One consequence of the newly graduated physician was the formalization of the occupational hierarchy within medicine that persisted until the 19th century. With an expensive and lengthy education that the universities offered came the gentlemanly status that physicians long prided themselves on. (Until a decade ago, Fellows of the Royal College of Physicians of London could not sue for the recovery of fees.) As gentlemen, manual work was beneath them. That was the job of the surgeon and apothecary, both occupational niches that already existed but was more formally fixed with the coming of the university. Surgeons and apothecaries were trained by apprenticeships, or by informally learning their craft by associating themselves with an older practitioner. It was the Hippocratic way, but it began to acquire a lower social (and, generally, economic) status when compared with physicians who could read Latin and dispute the niceties of Galen and Avicenna.
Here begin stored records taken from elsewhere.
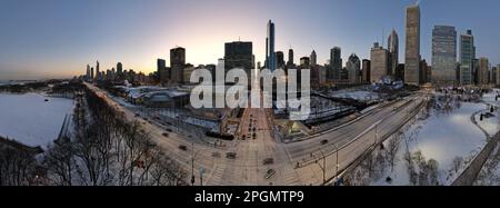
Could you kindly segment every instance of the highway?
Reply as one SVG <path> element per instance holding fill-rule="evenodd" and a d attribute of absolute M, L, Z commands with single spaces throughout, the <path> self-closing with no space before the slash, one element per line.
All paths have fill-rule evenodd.
<path fill-rule="evenodd" d="M 163 127 L 136 117 L 132 111 L 109 98 L 101 89 L 90 83 L 86 86 L 106 99 L 117 111 L 122 112 L 123 119 L 139 121 L 151 139 L 188 172 L 187 181 L 190 181 L 191 172 L 194 174 L 196 186 L 200 185 L 200 169 L 204 169 L 203 185 L 322 185 L 323 171 L 319 165 L 323 162 L 323 156 L 327 158 L 324 164 L 328 180 L 339 170 L 347 168 L 377 139 L 399 129 L 423 100 L 419 96 L 413 96 L 411 100 L 396 101 L 368 112 L 370 115 L 354 122 L 316 135 L 308 140 L 290 143 L 283 143 L 271 137 L 269 109 L 247 108 L 239 129 L 240 135 L 247 138 L 234 139 L 226 148 L 214 148 L 192 143 L 189 138 L 176 132 L 169 132 L 166 137 L 162 135 L 166 132 Z M 327 143 L 321 145 L 322 140 L 327 140 Z M 188 147 L 188 150 L 181 150 L 180 145 Z M 340 149 L 338 153 L 337 148 Z M 227 158 L 228 152 L 236 152 L 236 157 Z M 194 169 L 191 166 L 192 157 Z M 272 162 L 264 162 L 268 158 L 272 158 Z M 270 169 L 273 174 L 266 178 Z"/>

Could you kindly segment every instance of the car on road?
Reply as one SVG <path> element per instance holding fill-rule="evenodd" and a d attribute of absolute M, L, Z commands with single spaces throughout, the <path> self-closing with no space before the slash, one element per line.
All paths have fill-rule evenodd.
<path fill-rule="evenodd" d="M 227 153 L 226 153 L 226 158 L 228 158 L 228 159 L 234 159 L 234 158 L 236 158 L 236 152 L 227 152 Z"/>
<path fill-rule="evenodd" d="M 271 165 L 271 164 L 274 164 L 274 159 L 273 158 L 266 158 L 263 160 L 263 165 Z"/>
<path fill-rule="evenodd" d="M 276 170 L 274 170 L 274 169 L 269 169 L 269 170 L 266 172 L 264 178 L 266 178 L 266 179 L 270 179 L 270 178 L 273 177 L 274 175 L 276 175 Z"/>

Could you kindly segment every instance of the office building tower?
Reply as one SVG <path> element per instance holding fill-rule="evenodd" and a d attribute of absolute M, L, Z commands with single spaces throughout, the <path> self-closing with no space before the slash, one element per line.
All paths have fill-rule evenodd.
<path fill-rule="evenodd" d="M 370 69 L 370 82 L 378 82 L 389 76 L 389 51 L 383 47 L 380 47 L 378 42 L 373 44 L 370 51 L 371 69 Z M 420 62 L 419 62 L 420 67 Z"/>
<path fill-rule="evenodd" d="M 290 68 L 293 66 L 293 49 L 288 50 L 288 62 L 287 66 Z"/>
<path fill-rule="evenodd" d="M 346 68 L 348 70 L 348 79 L 349 83 L 358 85 L 361 82 L 360 80 L 360 68 L 361 61 L 356 53 L 349 56 L 348 62 L 346 63 Z"/>
<path fill-rule="evenodd" d="M 420 85 L 420 8 L 418 4 L 407 8 L 404 82 Z"/>
<path fill-rule="evenodd" d="M 252 42 L 226 42 L 224 61 L 226 72 L 239 68 L 250 75 L 250 71 L 254 68 Z"/>
<path fill-rule="evenodd" d="M 472 30 L 460 36 L 460 85 L 474 82 L 476 47 Z"/>
<path fill-rule="evenodd" d="M 183 82 L 184 67 L 186 67 L 186 49 L 181 47 L 170 49 L 170 80 L 173 83 Z"/>
<path fill-rule="evenodd" d="M 330 50 L 330 70 L 327 72 L 329 81 L 339 80 L 342 70 L 342 58 L 340 47 L 333 47 Z"/>
<path fill-rule="evenodd" d="M 371 61 L 368 59 L 363 59 L 362 67 L 361 67 L 361 73 L 362 73 L 362 82 L 369 83 L 370 82 L 370 70 L 371 70 Z"/>
<path fill-rule="evenodd" d="M 311 60 L 311 66 L 317 66 L 318 65 L 318 57 L 317 57 L 314 50 L 312 50 L 312 52 L 311 52 L 310 60 Z"/>
<path fill-rule="evenodd" d="M 398 38 L 398 33 L 396 32 L 396 30 L 392 30 L 391 34 L 388 38 L 388 50 L 389 50 L 389 57 L 390 57 L 390 75 L 394 76 L 396 75 L 396 68 L 399 65 L 399 38 Z"/>
<path fill-rule="evenodd" d="M 276 52 L 277 68 L 284 69 L 284 55 L 283 51 Z"/>
<path fill-rule="evenodd" d="M 489 61 L 488 58 L 481 57 L 479 59 L 479 71 L 478 71 L 478 83 L 479 85 L 488 85 L 489 83 Z"/>
<path fill-rule="evenodd" d="M 454 83 L 457 67 L 457 31 L 451 26 L 432 30 L 432 82 Z"/>
<path fill-rule="evenodd" d="M 268 38 L 266 38 L 266 67 L 271 71 L 276 70 L 277 60 L 274 53 L 274 23 L 268 22 Z"/>

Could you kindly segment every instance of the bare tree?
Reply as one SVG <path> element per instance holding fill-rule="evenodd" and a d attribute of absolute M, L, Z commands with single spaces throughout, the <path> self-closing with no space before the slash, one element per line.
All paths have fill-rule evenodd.
<path fill-rule="evenodd" d="M 62 138 L 49 146 L 43 165 L 52 180 L 59 186 L 71 186 L 76 170 L 74 148 L 69 138 Z"/>
<path fill-rule="evenodd" d="M 462 157 L 454 157 L 453 160 L 451 161 L 452 164 L 452 168 L 454 170 L 454 172 L 458 172 L 460 170 L 460 167 L 462 166 L 463 162 L 463 158 Z"/>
There were, to be sure, a few surgeons with university exposure, and among both surgeons and apothecaries, individuals with learning and wealth. The boundaries were not always fixed and, in the countryside, many physicians compounded their own drugs and performed surgery. In other words, they acted as general practitioners. In urban areas, however, the divisions were retained and regulated by colleges and companies of physicians, or by the university faculty. Surgeons in urban areas often established guilds, on a par with those regulating other manual occupations, such as butchering, baking, or candlestick making. The medical regulation was patchy, but the image of the three occupational hierarchies remained part of public perception until later developments in medical knowledge also changed what doctors could do.